Histoire du bento japonais, un « don » d’amour et de prévenance

Photo : Les magewappa, en bois moulé de cyprès et de cèdre, préservent la fraîcheur et la saveur des aliments en absorbant l’excès de moiteur tout en maintenant une certaine humidité à l’intérieur du récipient. © AussieFoods / amanaimages

Le mot « bento » est devenu un terme quasi universel grâce à la récente popularité de la cuisine japonaise à l’étranger. Nous allons revenir ici sur l’histoire du bento et de ses nombreuses variantes, proposées dans les circonstances et occasions les plus diverses ; des bento maison aux bento classiques Shokado proposés comme une marque d’hospitalité.

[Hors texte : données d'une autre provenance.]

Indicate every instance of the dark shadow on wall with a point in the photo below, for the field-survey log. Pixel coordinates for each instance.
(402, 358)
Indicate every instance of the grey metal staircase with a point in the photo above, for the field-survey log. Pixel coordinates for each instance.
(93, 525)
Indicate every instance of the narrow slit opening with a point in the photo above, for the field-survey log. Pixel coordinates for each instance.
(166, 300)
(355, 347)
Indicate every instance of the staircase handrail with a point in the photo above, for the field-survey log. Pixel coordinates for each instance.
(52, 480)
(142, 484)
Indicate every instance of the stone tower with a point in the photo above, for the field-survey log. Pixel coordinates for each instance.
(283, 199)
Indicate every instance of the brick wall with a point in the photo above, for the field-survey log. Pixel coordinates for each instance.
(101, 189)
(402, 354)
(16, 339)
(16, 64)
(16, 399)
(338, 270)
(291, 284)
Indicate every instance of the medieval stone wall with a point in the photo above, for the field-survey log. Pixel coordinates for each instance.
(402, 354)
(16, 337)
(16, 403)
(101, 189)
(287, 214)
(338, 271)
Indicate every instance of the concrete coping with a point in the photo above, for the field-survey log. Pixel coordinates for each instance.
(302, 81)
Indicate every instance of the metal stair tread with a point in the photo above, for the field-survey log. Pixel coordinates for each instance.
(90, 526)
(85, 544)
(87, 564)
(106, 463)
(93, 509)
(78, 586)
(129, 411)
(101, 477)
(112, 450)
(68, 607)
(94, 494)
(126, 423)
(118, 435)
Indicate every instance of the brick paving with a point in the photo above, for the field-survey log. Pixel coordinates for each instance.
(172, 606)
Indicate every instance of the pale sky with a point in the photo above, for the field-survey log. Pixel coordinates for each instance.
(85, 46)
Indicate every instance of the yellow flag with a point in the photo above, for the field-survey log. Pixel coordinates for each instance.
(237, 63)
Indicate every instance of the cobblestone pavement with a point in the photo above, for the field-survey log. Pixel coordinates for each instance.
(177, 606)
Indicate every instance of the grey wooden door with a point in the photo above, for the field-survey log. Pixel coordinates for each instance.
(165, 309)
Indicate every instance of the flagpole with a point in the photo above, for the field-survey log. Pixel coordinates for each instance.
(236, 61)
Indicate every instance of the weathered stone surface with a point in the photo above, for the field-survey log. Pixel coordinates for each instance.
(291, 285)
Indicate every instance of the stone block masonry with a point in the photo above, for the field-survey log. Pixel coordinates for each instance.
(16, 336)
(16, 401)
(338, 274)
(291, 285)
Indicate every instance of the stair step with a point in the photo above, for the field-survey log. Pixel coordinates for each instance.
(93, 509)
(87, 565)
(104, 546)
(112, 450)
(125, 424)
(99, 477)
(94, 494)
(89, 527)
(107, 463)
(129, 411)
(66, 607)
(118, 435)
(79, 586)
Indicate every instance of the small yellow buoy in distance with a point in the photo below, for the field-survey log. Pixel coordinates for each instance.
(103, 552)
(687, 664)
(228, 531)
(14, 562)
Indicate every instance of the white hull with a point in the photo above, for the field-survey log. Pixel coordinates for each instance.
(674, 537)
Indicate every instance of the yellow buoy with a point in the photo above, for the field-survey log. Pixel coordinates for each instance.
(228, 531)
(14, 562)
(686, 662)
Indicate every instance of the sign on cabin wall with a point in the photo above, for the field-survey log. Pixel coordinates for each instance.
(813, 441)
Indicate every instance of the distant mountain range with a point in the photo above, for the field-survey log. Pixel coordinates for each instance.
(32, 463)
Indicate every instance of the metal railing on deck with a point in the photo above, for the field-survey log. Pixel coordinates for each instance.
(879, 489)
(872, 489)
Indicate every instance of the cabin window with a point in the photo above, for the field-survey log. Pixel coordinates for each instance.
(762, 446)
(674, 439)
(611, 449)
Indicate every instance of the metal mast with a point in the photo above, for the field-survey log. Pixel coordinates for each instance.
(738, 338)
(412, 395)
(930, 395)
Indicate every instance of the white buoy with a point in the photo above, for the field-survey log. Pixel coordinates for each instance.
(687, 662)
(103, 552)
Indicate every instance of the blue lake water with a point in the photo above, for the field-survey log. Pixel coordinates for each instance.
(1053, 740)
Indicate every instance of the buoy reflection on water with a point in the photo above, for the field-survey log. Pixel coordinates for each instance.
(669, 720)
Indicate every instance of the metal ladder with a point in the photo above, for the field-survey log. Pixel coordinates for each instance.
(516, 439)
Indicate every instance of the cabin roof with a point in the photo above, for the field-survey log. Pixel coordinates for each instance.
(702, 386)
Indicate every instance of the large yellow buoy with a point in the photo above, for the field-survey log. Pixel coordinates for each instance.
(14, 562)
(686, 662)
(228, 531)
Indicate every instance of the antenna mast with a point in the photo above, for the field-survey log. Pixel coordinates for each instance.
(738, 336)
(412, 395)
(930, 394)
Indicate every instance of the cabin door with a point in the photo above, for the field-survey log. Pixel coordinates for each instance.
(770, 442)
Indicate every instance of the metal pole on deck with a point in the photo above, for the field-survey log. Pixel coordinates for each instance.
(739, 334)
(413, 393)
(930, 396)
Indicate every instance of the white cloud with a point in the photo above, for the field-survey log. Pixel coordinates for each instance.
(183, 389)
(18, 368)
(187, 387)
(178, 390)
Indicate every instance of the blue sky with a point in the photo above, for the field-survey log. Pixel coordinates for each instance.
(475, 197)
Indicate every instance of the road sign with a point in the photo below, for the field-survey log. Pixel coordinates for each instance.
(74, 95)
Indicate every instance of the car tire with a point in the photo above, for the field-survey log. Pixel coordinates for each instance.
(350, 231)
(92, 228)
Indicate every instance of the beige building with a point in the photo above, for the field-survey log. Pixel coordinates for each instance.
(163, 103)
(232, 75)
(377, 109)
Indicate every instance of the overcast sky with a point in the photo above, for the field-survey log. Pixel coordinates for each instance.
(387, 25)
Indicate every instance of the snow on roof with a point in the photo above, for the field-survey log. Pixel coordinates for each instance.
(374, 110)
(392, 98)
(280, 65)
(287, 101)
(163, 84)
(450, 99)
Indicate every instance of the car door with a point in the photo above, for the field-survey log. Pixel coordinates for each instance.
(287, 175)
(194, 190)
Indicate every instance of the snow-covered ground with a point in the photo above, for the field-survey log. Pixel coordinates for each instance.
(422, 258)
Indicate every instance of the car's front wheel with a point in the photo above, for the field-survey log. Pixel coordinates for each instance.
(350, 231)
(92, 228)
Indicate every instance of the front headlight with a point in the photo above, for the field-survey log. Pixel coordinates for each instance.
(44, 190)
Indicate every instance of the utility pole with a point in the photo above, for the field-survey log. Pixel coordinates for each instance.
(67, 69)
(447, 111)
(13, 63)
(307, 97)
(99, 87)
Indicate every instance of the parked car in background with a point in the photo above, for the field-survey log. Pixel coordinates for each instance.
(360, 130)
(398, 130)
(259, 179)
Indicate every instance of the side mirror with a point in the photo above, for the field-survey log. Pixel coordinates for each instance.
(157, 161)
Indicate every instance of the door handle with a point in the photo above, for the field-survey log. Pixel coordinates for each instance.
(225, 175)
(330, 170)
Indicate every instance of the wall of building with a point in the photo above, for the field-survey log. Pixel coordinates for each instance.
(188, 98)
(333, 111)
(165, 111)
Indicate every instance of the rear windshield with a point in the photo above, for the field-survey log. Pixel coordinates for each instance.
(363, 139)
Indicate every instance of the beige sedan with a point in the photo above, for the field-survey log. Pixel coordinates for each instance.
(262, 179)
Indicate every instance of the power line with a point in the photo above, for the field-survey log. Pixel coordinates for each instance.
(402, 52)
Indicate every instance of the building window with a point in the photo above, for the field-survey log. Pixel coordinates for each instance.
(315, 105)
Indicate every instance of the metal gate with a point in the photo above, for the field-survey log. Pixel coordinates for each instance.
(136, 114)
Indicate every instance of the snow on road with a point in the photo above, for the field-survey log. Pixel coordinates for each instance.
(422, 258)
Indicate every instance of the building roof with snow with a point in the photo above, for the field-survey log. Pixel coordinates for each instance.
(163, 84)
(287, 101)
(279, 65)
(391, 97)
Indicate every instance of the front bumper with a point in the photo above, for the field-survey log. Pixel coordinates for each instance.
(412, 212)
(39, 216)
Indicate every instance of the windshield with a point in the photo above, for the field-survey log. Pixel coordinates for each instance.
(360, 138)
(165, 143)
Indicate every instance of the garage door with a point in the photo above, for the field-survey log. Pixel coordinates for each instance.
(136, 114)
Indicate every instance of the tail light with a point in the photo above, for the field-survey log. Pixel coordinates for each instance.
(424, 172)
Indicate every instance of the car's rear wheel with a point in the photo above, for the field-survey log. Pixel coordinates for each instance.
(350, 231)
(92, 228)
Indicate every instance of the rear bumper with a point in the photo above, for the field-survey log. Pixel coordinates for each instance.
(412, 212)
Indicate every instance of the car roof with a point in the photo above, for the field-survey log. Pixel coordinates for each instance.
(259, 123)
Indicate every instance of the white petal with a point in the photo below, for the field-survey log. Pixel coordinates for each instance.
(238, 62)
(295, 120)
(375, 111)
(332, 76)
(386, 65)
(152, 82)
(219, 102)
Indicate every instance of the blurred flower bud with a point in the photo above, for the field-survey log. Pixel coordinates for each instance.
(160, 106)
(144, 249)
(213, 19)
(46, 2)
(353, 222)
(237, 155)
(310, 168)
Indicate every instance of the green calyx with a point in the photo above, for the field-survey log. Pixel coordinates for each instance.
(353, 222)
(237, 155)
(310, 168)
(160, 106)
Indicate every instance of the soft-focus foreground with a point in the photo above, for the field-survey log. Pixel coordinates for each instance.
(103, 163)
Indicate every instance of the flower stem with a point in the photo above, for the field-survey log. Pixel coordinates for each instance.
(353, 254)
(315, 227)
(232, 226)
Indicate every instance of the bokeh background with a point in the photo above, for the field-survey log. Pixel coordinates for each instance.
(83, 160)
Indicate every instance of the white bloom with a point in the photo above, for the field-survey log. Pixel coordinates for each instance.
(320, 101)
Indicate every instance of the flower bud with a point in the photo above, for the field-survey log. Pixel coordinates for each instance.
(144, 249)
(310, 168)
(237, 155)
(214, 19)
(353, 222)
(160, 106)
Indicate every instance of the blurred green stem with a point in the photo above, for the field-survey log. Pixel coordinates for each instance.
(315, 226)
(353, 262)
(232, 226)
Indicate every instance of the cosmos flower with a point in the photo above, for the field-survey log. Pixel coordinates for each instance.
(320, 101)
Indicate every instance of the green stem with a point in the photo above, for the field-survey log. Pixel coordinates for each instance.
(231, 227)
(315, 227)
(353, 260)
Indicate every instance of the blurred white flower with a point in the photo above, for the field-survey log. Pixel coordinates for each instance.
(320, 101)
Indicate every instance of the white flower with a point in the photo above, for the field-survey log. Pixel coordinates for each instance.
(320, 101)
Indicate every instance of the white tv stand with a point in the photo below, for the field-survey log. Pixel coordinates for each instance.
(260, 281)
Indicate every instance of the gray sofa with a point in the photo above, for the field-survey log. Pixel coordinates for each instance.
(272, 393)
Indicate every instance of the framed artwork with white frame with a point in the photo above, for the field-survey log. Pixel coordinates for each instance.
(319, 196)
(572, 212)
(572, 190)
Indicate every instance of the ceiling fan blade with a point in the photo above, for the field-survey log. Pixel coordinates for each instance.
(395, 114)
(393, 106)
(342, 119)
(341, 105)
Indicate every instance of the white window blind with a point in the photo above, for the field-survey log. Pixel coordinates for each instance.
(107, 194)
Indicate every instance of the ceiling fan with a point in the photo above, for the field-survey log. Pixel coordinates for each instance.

Les bento sont des repas portables que l’on mange hors de chez soi. Un livre d’histoire compilé au début du VIIIe siècle raconte que les gens transportaient du hoshii lors de leurs voyages. Le mot hoshii désigne le riz cuit à la vapeur et séché au soleil. Il était léger, prenait peu de place, se conservait bien et pouvait être consommé tel quel ou blanchi dans l’eau froide ou chaude. Le hoshii était un excellent repas portable, et est considéré comme le tout premier bento au Japon. Il continua à être un élément de base des repas portables longtemps après le VIIIe siècle. On dit qu’il peut se conserver jusqu’à 20 ans, et même aujourd’hui, il est utilisé dans les réserves de nourriture en prévision des catastrophes.

Le hoshii, ou riz cuit à la vapeur et séché, était utilisé comme repas portable lors des voyages. Crédit photo : Académie « kome » Plenus

Jusqu’à la fin du XVIIe siècle, les Japonais ne prenaient généralement que deux repas par jour - un petit-déjeuner et un dîner - et ne déjeunaient pas. Le passage à trois repas par jour eut lieu au milieu de l’époque d’Edo (1600-1868), au début du XVIIIe siècle, lorsque la généralisation des lampes à huile et la lumière qu’elles procuraient la nuit allongèrent la durée d’éveil et d’activité du plus grand nombre. Avec l’extension des horaires et des lieux de travail, les gens commencèrent à apporter leurs propres bento au travail.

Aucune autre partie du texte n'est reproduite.